Wir alle haben Vorfahren und sonstige Angehörige, die verstorben sind und uns bitten: „Lass mich nicht hier zurück.“ Dank der Tempelbündnisse muss auch niemand zurückbleiben. Wir sind aufgerufen, sie alle zu lieben, ihnen zu dienen und dazu beizutragen, sie heimzubringen.

Unser Vater im Himmel liebt uns – er liebt Sie und er liebt mich. Er hat uns Tempel gegeben, sodass „was auch immer [wir] auf Erden binde[n], im Himmel gebunden sein wird“ (Lehre und Bündnisse 128:8; siehe auch Matthäus 18:18). Er sandte seinen Sohn, die Bande des Todes zu zerreißen, wodurch der Weg für immerwährende Familienbande und für das Wiedersehen der Familie in der Ewigkeit geebnet wurde.

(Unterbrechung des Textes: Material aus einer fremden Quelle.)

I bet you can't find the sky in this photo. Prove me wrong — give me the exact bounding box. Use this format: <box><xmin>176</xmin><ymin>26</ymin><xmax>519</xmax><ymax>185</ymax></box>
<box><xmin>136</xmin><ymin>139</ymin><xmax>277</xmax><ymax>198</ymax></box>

Deshalb gibt es heilige Handlungen. Deshalb schließen wir Bündnisse. Deshalb bauen wir Tempel. Deshalb engagieren wir uns in Gottes Werk und Herrlichkeit (siehe Mose 1:39). Und deshalb vergießen wir Freudentränen – weil wir wissen, dass uns und unsere Lieben ein ewiges Wiedersehen in der Gegenwart des Vaters und des Sohnes erwartet.

Mögen wir Freude und Frieden finden, wenn wir unsere Bündnisse halten und uns dem Herrn in seinem herrlichen Werk der Errettung anschließen.